I wouldn't be able to insert rows that wouldn't be visible in the views afterwards:

$ INSERT INTO FIRST (id, payload) VALUES (15, '15 is odd, so should not work');
ERROR:  NEW ROW violates WITH CHECK OPTION FOR VIEW "first"
DETAIL:  Failing ROW contains (15, 15 IS odd, so should NOT WORK).
 
$ INSERT INTO SECOND (id, payload) VALUES (21, '21 is divisible by 3, but not by 2');
ERROR:  NEW ROW violates WITH CHECK OPTION FOR VIEW "first"
DETAIL:  Failing ROW contains (21, 15 IS divisible BY 3, but NOT BY 2).
 
$ INSERT INTO SECOND (id, payload) VALUES (16, '16 is even, but not divisible by 3');
ERROR:  NEW ROW violates WITH CHECK OPTION FOR VIEW "second"
DETAIL:  Failing ROW contains (16, 16 IS even, but NOT divisible BY 3).

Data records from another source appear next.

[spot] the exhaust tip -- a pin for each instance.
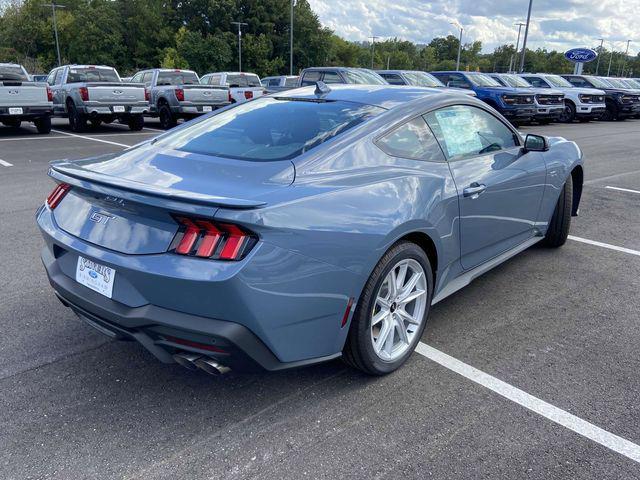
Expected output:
(187, 360)
(211, 366)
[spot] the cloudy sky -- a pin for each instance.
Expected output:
(555, 24)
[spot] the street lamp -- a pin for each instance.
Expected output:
(519, 25)
(526, 34)
(291, 40)
(373, 48)
(456, 24)
(240, 25)
(599, 53)
(53, 6)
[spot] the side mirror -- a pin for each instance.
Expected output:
(535, 143)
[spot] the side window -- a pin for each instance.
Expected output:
(393, 78)
(411, 140)
(59, 75)
(465, 131)
(332, 77)
(51, 79)
(310, 78)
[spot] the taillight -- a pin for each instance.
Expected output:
(57, 195)
(207, 239)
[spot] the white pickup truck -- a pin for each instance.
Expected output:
(242, 86)
(23, 100)
(96, 94)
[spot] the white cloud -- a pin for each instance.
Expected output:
(555, 24)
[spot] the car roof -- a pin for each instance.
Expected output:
(385, 96)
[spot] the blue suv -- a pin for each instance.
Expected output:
(516, 104)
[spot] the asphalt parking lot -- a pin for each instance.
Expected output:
(559, 325)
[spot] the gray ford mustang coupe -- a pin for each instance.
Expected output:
(297, 228)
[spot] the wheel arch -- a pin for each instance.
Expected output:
(577, 176)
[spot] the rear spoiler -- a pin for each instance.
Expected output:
(158, 196)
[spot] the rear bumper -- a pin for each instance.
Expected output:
(28, 113)
(288, 319)
(109, 110)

Nice. This means that it all works. Invalid rows cannot be inserted. The problem is that it is relatively expensive, since inserting to view second, needs to check rules for “second", then find that underlying “table" is not a table, but view – first, and check it's rules too. And then it would have to check the source of rows in first too, but this is a table.

It could be that checking rules in underlying view is redundant.

For example, consider views that “first is – even numbers", and “second is – numbers divisible by 6". If given row matches where clause of second view, then it also matches where of first view, because every number that is divisible by 6 is also divisible by 2.

For such cases, there is “LOCAL CHECK" mode.

So, let's test it:

$ DROP VIEW SECOND;
DROP VIEW
 
$ DROP VIEW FIRST;
DROP VIEW
 
$ CREATE VIEW FIRST AS SELECT * FROM some_data WHERE 0 = id % 2 WITH LOCAL CHECK OPTION;
CREATE VIEW
 
$ CREATE VIEW SECOND AS SELECT * FROM FIRST WHERE 0 = id % 3 WITH LOCAL CHECK OPTION;
CREATE VIEW

Let's test-insert:

$ INSERT INTO SECOND (id, payload) VALUES (15, '15 is divisible by 3, but not by 2');
ERROR:  NEW ROW violates WITH CHECK OPTION FOR VIEW "first"
DETAIL:  Failing ROW contains (15, 15 IS divisible BY 3, but NOT BY 2).

Hmm.. why did it fail? Reason lies in the docs as:

New rows are only checked against the conditions defined directly in the view
itself.  Any conditions defined on underlying base views are not checked
(unless they also specify the CHECK OPTION).

This means that for sub-view where not to be checked, it can't have check option.

Let's test it:

$ DROP VIEW SECOND;
DROP VIEW
 
$ DROP VIEW FIRST;
DROP VIEW
 
$ CREATE VIEW FIRST AS SELECT * FROM some_data WHERE 0 = id % 2;
CREATE VIEW
 
$ CREATE VIEW SECOND AS SELECT * FROM FIRST WHERE 0 = id % 3 WITH LOCAL CHECK OPTION;
CREATE VIEW

And now, test insert:

$ INSERT INTO SECOND (id, payload) VALUES (15, '15 is divisible by 3, but not by 2');
INSERT 0 1

Now it worked.

To be honest – I think that semantics of “LOCAL CHECK" are misleading. And while it is documented, it doesn't sound OK to me. But, if the standard requires it – so be it.

In any way the addition is really cool, as it makes it simple to force certain rules when inserting / updating data.

One thought on “Waiting for 9.4 – WITH CHECK OPTION support for auto-updatable VIEWs”

  1. The most valuable thing about WITH CHECK OPTION is that it lets the DBMS complete the illusion that a VIEW is indistinguishable from a base TABLE in behaviour. The main reason to have VIEWs in the first place is so that each database user/application can be given their own relatively static interface to it, where the actual implementation of the database, such as what are actually base tables and what aren’t, can be changed arbitrarily but the behaviour from the user’s point of view doesn’t have to change. They can use the same tables in the same way regardless of whether they are base tables or virtual tables. Part of the sameness is that if you perform an insert/update/delete on a view foo and subsequently did a select, the result (assuming no other users) would be the same as if foo were a table instead. This includes that successfully INSERTed rows are then visible, which might not happen without WITH CHECK OPTION.